A Lightweight Experiment & Resource Monitoring Tool 📺

Last update: Dec 28, 2022

Related tags

Overview

Lightweight Experiment & Resource Monitoring 📺

"Did I already run this experiment before? How many resources are currently available on my cluster?" If these are common questions you encounter during your daily life as a researcher, then mle-monitor is made for you. It provides a lightweight API for tracking your experiments using a pickle protocol database (e.g. for hyperparameter searches and/or multi-configuration/multi-seed runs). Furthermore, it comes with built-in resource monitoring on Slurm/Grid Engine clusters and local machines/servers.

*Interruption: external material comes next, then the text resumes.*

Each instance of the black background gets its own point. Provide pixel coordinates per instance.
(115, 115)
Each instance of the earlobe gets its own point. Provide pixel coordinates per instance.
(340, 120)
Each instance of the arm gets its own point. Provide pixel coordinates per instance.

mle-monitor provides three core functionalities:

MLEProtocol: A composable protocol database API for ML experiments.
MLEResource: A tool for obtaining server/cluster usage statistics.
MLEDashboard: A dashboard visualizing resource usage & experiment protocol.

To get started I recommend checking out the colab notebook and an example workflow.

`MLEProtocol`: Keeping Track of Your Experiments 📝

from mle_monitor import MLEProtocol

# Load protocol database or create new one -> print summary
protocol_db = MLEProtocol("mle_protocol.db", verbose=False)
protocol_db.summary(tail=10, verbose=True)

# Draft data to store in protocol & add it to the protocol
meta_data = {
    "purpose": "Grid search",  # Purpose of experiment
    "project_name": "MNIST",  # Project name of experiment
    "experiment_type": "hyperparameter-search",  # Type of experiment
    "experiment_dir": "experiments/logs",  # Experiment directory
    "num_total_jobs": 10,  # Number of total jobs to run
    ...
}
new_experiment_id = protocol_db.add(meta_data)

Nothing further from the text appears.